# Oska Raccoon - Pic heavy!



## kellystewart (May 11, 2010)

Thought it was about time I introduced Oska to you all. He is brother of Atuki and Bruce for those of you who know those lovely little guys!


----------



## stevereader12345 (Aug 1, 2010)

Wow!!


----------



## arm2010 (Jun 2, 2005)

He's about as cute as it gets for me. Beautiful Raccoon ...


----------



## Fluffygirl (Apr 12, 2009)

He is gorgeous!


----------



## Loderuna (Mar 9, 2010)

Fantastic photos! Very cute little chap :flrt:


----------



## kellystewart (May 11, 2010)

Oh and he knows it lol...what a lil monster he is at times but a very cute and fluffy one at that. He proper cracks me up, what a character!


----------



## Brett (Jul 21, 2009)

hes well cute and awsome pics 2 :notworthy:


----------



## fantapants (Jan 4, 2008)

He is BEAUTIFUL!!! Those pictures are just lovely. And yes, they are such characters, i have to say that owning a raccoon has to be the best thing ever, its just a bit painful when they get nippy.


----------



## africa (Sep 12, 2008)

Great photos!!! :flrt:


----------



## sam gamgee (Apr 8, 2009)

Nicee piccys there, Kelly!:flrt:
And really nice looking fella. Lin would love one........but she no havng one, there are enough here to contend with: victory::whip:


----------



## evileye (Nov 3, 2009)

wow he's gorgeous!!! want one now....where did uou get them? can you keep one in the same house as a dog? (my dog is okay with cats - we used to have one)


----------



## kellystewart (May 11, 2010)

Lol bless Dave you meany...wait till I visit with Oska in tow 

Yeah nips are sore lol but it's all games to him he just has to learn he can't bite skin only his toys.

They can be kept as house pets BUT they are very hard work. Oska is only just past 12 weeks and already he is hard work so I imagine I can multiply that by 50 times when he is full grown. 2 of my dogs have met him and they got on very well...the other 2 are too prey driven...perhaps when he is a little bigger we can muzzle the dogs and do a very controlled introduction but I'm taking no chances!

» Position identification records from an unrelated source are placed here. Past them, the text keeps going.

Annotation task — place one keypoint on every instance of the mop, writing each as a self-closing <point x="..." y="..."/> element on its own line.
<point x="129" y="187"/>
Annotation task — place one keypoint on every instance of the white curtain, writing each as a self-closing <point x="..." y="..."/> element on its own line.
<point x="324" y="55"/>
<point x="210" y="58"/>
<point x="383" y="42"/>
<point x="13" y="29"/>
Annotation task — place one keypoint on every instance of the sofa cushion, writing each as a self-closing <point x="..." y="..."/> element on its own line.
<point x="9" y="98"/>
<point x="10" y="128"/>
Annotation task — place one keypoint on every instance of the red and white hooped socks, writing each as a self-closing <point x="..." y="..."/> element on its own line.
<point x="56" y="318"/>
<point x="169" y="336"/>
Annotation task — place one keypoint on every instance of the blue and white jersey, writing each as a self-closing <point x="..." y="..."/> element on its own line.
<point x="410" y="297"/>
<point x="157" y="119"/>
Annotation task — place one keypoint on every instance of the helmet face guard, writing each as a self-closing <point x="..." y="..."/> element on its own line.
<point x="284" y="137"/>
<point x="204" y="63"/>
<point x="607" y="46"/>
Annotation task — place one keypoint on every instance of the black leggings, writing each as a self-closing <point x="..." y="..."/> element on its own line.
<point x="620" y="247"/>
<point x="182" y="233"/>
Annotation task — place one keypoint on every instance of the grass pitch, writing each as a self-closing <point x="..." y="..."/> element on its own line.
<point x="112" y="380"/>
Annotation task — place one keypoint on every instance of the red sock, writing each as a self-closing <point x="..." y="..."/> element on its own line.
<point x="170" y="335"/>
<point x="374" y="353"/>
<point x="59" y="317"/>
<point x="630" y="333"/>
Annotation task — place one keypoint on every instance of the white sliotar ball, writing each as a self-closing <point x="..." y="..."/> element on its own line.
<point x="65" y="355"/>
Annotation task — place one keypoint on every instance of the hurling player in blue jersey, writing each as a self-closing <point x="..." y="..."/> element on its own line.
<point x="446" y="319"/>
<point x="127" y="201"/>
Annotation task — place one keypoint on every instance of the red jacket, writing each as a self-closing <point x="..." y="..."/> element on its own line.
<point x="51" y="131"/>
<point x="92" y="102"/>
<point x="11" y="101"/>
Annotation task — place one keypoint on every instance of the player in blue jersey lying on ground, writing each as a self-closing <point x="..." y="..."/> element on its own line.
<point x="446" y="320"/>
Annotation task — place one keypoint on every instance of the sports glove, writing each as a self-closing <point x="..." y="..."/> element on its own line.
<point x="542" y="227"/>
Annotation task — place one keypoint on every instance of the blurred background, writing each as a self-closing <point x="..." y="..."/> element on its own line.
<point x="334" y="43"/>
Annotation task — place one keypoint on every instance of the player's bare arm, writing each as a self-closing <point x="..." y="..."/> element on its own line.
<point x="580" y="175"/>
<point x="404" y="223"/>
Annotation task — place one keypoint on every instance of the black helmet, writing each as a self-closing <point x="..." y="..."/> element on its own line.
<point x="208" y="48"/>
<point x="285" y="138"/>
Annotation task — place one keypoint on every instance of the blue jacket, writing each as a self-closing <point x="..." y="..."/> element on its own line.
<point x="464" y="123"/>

There are a few breeders mostly in southern England...do your research now and post an ad in Jan as babies should be available from about March onwards.


----------



## fantapants (Jan 4, 2008)

kellystewart said:


> Lol bless Dave you meany...wait till I visit with Oska in tow
> 
> Yeah nips are sore lol but it's all games to him he just has to learn he can't bite skin only his toys.
> 
> ...


Don t suppose you know what the exact date of birth was?


----------



## kellystewart (May 11, 2010)

Yup was the 10th July


----------



## diamonds (Sep 15, 2010)

amazing pics! love the yawn one and the close up one in the pink flowers is stunning!:2thumb:


----------



## EVIEMAY (Mar 6, 2008)

Really great pictures - such a gorgeous little chap.


----------



## buglc (Sep 21, 2010)

Those pictures are gorgeous :flrt:. What are these like as pets? Are the easy to keep and what sort of food do they eat? Thanks


----------



## MrsP (Apr 13, 2008)

He is stunning, you're so lucky! I would love one but have made my committment to skunks now. 

Those pictures are fantastic he looks really cheeky and very intelligent too.


----------



## buglc (Sep 21, 2010)

Lovely pics, he is beautiful.


----------



## kellystewart (May 11, 2010)

Thanks guys


----------



## Nicky10 (Mar 16, 2010)

He's gorgeous :flrt: he has great facial expressions too


----------



## xvickyx (Jul 21, 2009)

He is gorgeous  and lovely photos


----------



## mad for reptiles (Jul 22, 2010)

*raccoon*

great pics 

i wont one where u get yours from ?


----------



## Strawberry (Jan 18, 2009)

How are they as pets? Im interested in skunks but I have always loved these and use to get them wild in the garden (grew up in Canada) and they were sooo cheeky!! How are they in captivity? tame? litter trained? price? cheers x


----------